Reference no: EM132757983
Question: 1) CACA Co. has the following shareholders' equity accounts: 8% Preference Share, P10 par P200,000 Ordinary share, P6 par P300,000, Accumulated Profit P100,000. Dividends have not been declared for 3 years including the current year. On October 1, a cash dividend of P80,000 has been declared by the Board of Directors. Assuming that the preference share is cumulative and fully participating, compute for the dividend per share for preference share (round off to two decimal places).

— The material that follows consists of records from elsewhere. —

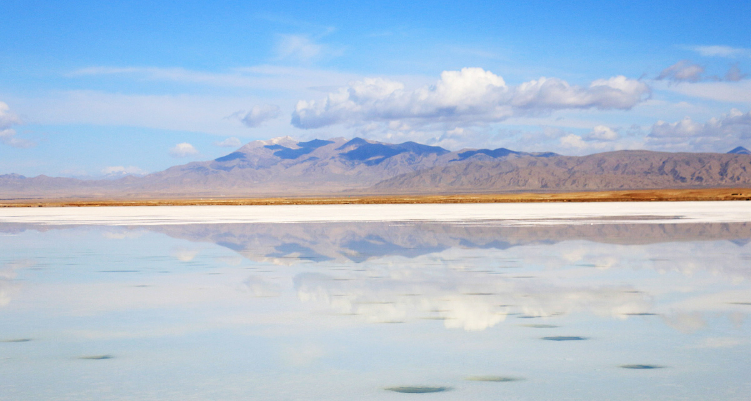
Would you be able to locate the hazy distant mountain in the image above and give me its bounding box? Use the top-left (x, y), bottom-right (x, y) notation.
top-left (373, 150), bottom-right (751, 193)
top-left (0, 137), bottom-right (751, 199)
top-left (728, 146), bottom-right (751, 155)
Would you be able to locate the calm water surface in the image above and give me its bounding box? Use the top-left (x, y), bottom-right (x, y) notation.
top-left (0, 203), bottom-right (751, 400)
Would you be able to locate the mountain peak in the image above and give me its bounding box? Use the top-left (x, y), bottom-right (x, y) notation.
top-left (728, 146), bottom-right (751, 155)
top-left (242, 136), bottom-right (297, 152)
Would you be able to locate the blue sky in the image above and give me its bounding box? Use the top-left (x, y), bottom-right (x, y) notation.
top-left (0, 0), bottom-right (751, 177)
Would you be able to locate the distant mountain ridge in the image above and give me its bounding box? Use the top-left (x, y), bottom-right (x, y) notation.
top-left (0, 137), bottom-right (751, 199)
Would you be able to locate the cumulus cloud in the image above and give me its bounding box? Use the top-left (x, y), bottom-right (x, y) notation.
top-left (583, 125), bottom-right (621, 142)
top-left (691, 45), bottom-right (751, 58)
top-left (231, 104), bottom-right (279, 128)
top-left (102, 166), bottom-right (149, 176)
top-left (647, 109), bottom-right (751, 151)
top-left (657, 60), bottom-right (704, 82)
top-left (292, 68), bottom-right (650, 129)
top-left (0, 102), bottom-right (36, 148)
top-left (169, 142), bottom-right (198, 157)
top-left (649, 109), bottom-right (751, 139)
top-left (214, 137), bottom-right (242, 148)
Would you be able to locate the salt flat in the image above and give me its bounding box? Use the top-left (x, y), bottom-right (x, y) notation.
top-left (0, 201), bottom-right (751, 226)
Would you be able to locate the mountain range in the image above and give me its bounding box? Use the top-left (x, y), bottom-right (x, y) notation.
top-left (0, 137), bottom-right (751, 199)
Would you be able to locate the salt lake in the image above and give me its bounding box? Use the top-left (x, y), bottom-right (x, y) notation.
top-left (0, 202), bottom-right (751, 400)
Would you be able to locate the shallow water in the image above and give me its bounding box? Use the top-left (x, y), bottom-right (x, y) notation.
top-left (0, 202), bottom-right (751, 400)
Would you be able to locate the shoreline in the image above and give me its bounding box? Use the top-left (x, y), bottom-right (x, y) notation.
top-left (0, 188), bottom-right (751, 208)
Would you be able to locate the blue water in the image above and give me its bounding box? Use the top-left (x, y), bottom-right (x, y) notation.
top-left (0, 211), bottom-right (751, 400)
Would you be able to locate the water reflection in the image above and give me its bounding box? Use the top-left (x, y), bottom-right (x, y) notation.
top-left (0, 217), bottom-right (751, 400)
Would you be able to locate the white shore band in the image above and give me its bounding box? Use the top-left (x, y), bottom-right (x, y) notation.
top-left (0, 201), bottom-right (751, 226)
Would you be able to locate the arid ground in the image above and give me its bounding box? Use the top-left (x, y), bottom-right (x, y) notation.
top-left (0, 188), bottom-right (751, 207)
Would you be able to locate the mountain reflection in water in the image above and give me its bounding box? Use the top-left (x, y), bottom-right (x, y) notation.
top-left (0, 217), bottom-right (751, 400)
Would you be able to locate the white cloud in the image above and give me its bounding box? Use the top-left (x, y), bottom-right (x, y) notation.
top-left (657, 60), bottom-right (704, 82)
top-left (102, 166), bottom-right (149, 176)
top-left (232, 104), bottom-right (280, 128)
top-left (0, 102), bottom-right (36, 148)
top-left (649, 109), bottom-right (751, 138)
top-left (214, 137), bottom-right (243, 148)
top-left (560, 134), bottom-right (589, 149)
top-left (584, 125), bottom-right (621, 142)
top-left (169, 142), bottom-right (198, 157)
top-left (660, 79), bottom-right (751, 103)
top-left (690, 45), bottom-right (751, 58)
top-left (648, 109), bottom-right (751, 151)
top-left (292, 68), bottom-right (650, 129)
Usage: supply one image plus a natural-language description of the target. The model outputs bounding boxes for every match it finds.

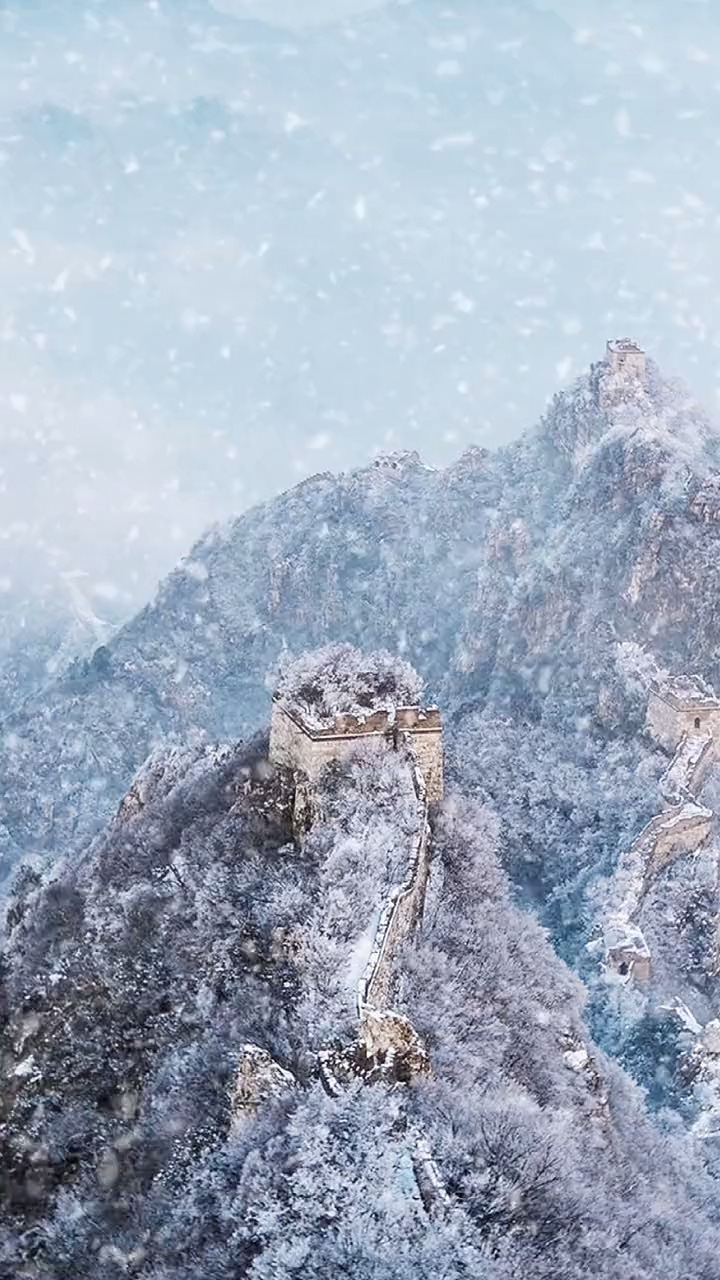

2) COMBO Co. issued 20,000 shares of its P25 par value ordinary shares and 4,000 shares of its P50 par value preference shares for a total of P350,000 cash and an equipment with acquisition cost of P900, 000, book value of P450, 000 and fair value of P500, 000. On that date, the fair value of ordinary shares is P30. How much is allocated to the preference shares?
3) On January 1, 2020, FAITH Co. granted its president 50,000 share appreciation rights. The rights are exercisable immediately and expire on December 31, 2021. On exercise, the president is entitled to receive cash for the excess of the share market price on exercise date over the market price on grant date. The president did not exercise any of the rights in 2020. The market price of the share was P100 on January 1, 2020 and P115 on December 31, 2021. The president exercised the rights on December 31, 2021 when the market price was P110. As a result of the share appreciation rights, FAITH Co. shall recognize gain on reversal of share appreciation rights in 2021 at?